On October 31, 2004, a retired clergyman did what clergy have done across the ages: he preached a sermon that asked a new form of the age-old question, What would Jesus do? His answers triggered national press coverage and a letter from the IRS that questioned his church’s tax-exempt status. A year later, the congregation and leaders across the religious spectrum await the IRS’s determination, which could have implications for every congregation in the United States.
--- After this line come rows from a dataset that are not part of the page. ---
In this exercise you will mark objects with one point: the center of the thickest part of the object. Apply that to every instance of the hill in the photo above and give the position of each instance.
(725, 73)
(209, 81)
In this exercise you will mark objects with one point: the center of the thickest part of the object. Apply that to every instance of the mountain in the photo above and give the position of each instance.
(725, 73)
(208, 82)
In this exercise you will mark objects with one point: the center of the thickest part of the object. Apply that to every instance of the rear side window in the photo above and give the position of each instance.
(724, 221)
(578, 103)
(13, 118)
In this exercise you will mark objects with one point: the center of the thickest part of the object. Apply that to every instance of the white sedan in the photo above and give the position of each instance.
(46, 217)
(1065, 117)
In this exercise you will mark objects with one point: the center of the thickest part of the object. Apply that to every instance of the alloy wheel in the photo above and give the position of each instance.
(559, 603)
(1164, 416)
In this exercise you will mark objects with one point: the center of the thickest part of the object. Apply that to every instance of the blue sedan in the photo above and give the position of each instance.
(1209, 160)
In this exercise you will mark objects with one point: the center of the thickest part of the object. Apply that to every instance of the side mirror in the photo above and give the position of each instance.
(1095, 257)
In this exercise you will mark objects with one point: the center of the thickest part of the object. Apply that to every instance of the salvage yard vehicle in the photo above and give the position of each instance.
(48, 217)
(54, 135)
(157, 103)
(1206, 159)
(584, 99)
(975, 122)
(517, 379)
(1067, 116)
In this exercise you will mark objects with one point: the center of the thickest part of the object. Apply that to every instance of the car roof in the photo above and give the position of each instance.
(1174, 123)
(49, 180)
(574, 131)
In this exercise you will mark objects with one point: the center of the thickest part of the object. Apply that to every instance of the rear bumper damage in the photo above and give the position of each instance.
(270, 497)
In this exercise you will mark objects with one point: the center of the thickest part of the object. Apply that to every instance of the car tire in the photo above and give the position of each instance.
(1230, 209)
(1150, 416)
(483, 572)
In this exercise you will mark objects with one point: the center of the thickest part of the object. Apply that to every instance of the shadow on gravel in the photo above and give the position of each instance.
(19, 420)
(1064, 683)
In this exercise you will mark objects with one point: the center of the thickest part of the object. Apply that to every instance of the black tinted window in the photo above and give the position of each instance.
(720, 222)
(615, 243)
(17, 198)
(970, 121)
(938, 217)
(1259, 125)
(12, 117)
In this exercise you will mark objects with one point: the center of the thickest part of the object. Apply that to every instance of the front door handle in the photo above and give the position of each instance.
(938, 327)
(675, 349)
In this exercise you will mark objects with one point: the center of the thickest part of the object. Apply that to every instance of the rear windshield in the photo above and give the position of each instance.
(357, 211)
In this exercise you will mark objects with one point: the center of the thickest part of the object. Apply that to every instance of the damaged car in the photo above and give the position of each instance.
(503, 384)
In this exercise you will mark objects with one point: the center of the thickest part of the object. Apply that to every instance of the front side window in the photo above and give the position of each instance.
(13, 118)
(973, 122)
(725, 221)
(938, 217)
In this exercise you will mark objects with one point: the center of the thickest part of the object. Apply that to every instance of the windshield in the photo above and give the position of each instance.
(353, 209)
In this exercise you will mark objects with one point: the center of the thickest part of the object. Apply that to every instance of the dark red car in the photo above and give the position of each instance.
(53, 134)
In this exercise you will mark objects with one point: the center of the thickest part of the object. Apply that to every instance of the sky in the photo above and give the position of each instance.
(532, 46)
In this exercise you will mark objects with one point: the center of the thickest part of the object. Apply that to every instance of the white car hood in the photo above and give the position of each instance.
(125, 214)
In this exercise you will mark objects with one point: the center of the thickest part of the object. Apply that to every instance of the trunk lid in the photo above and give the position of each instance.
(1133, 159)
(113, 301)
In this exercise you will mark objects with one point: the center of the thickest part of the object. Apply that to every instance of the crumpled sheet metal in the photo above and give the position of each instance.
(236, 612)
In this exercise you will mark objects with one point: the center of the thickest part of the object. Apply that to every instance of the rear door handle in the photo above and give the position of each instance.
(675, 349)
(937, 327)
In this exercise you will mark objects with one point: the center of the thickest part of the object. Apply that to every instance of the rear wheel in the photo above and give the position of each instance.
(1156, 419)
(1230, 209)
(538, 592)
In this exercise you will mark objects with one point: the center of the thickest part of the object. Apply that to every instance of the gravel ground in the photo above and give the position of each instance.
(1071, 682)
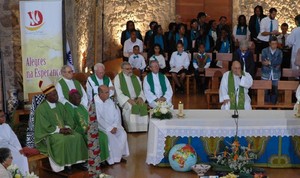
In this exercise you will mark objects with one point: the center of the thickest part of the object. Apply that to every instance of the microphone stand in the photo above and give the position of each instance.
(235, 115)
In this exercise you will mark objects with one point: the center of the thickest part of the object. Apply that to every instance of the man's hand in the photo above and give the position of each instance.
(226, 101)
(131, 101)
(162, 99)
(265, 62)
(65, 131)
(21, 152)
(139, 100)
(114, 130)
(111, 88)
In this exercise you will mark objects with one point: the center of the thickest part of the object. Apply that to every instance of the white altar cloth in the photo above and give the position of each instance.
(218, 123)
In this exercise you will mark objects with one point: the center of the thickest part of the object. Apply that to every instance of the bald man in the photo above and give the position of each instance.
(109, 120)
(234, 87)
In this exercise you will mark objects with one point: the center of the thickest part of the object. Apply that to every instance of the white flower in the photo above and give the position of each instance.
(164, 110)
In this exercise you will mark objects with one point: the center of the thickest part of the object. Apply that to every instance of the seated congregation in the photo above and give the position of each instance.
(62, 121)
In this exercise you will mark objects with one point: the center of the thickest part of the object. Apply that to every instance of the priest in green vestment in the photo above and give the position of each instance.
(54, 134)
(233, 92)
(97, 79)
(157, 86)
(80, 115)
(131, 99)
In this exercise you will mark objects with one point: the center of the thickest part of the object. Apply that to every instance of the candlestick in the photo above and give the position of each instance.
(180, 109)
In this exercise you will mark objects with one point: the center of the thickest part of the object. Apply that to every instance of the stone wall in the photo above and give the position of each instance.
(286, 9)
(117, 13)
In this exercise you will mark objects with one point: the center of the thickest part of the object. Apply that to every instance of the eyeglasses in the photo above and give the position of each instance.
(69, 72)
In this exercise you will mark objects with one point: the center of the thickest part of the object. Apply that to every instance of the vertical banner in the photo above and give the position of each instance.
(42, 42)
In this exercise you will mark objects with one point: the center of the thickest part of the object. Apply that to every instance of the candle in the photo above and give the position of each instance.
(180, 109)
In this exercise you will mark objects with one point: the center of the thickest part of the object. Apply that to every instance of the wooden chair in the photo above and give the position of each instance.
(288, 87)
(214, 83)
(225, 58)
(259, 87)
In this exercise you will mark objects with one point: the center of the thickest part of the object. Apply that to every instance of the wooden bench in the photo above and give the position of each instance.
(287, 88)
(225, 58)
(260, 86)
(214, 83)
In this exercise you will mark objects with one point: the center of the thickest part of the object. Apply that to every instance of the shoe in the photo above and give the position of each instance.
(104, 164)
(68, 170)
(123, 160)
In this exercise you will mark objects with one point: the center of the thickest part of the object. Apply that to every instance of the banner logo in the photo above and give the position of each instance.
(36, 20)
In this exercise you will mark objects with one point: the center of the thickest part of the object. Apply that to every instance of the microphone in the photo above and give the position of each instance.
(235, 112)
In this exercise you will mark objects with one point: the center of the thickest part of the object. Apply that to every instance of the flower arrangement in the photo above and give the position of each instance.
(237, 159)
(162, 110)
(15, 172)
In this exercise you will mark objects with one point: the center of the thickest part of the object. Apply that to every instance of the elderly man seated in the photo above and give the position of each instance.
(234, 88)
(67, 83)
(54, 132)
(157, 86)
(131, 99)
(109, 120)
(8, 139)
(80, 115)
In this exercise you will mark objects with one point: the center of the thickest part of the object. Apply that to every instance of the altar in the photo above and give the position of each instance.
(274, 135)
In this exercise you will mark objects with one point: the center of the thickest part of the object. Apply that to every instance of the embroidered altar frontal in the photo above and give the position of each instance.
(275, 152)
(274, 136)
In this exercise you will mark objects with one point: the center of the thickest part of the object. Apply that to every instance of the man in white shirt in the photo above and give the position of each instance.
(293, 41)
(268, 28)
(179, 64)
(157, 86)
(66, 84)
(131, 99)
(109, 120)
(97, 79)
(130, 43)
(234, 88)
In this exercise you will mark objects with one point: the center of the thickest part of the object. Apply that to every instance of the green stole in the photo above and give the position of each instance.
(105, 81)
(232, 95)
(65, 88)
(162, 82)
(139, 109)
The preacher in this story is Rev. Dr. George F. Regas, rector emeritus of All Saints Episcopal Church in Pasadena, California, a congregation that has long been at the forefront of progressive and social activist causes, including opposition to America’s recent wars. On the Sunday before the presidential election of 2004, Regas invited the congregation to imagine Jesus as a participant in a debate between President George W. Bush and Democratic challenger Senator John F. Kerry. In Regas’s telling, Jesus radically challenged the values that lay beneath the U.S. invasion and occupation of Iraq and recent tax cuts that served the rich and hurt the poor. Disclaiming any intention to endorse one candidate over the other, Regas nonetheless encouraged his listeners to carry all the values of Jesus into the voting booth on Election Day. The IRS interpreted the sermon as a “campaign intervention” in violation of its policy prohibiting any tax-exempt not-for-profit organization from telling people how to vote. (To read the sermon and track the subsequent actions taken by All Saints Church’s vestry and current rector, go to www.allsaints-pas.org.)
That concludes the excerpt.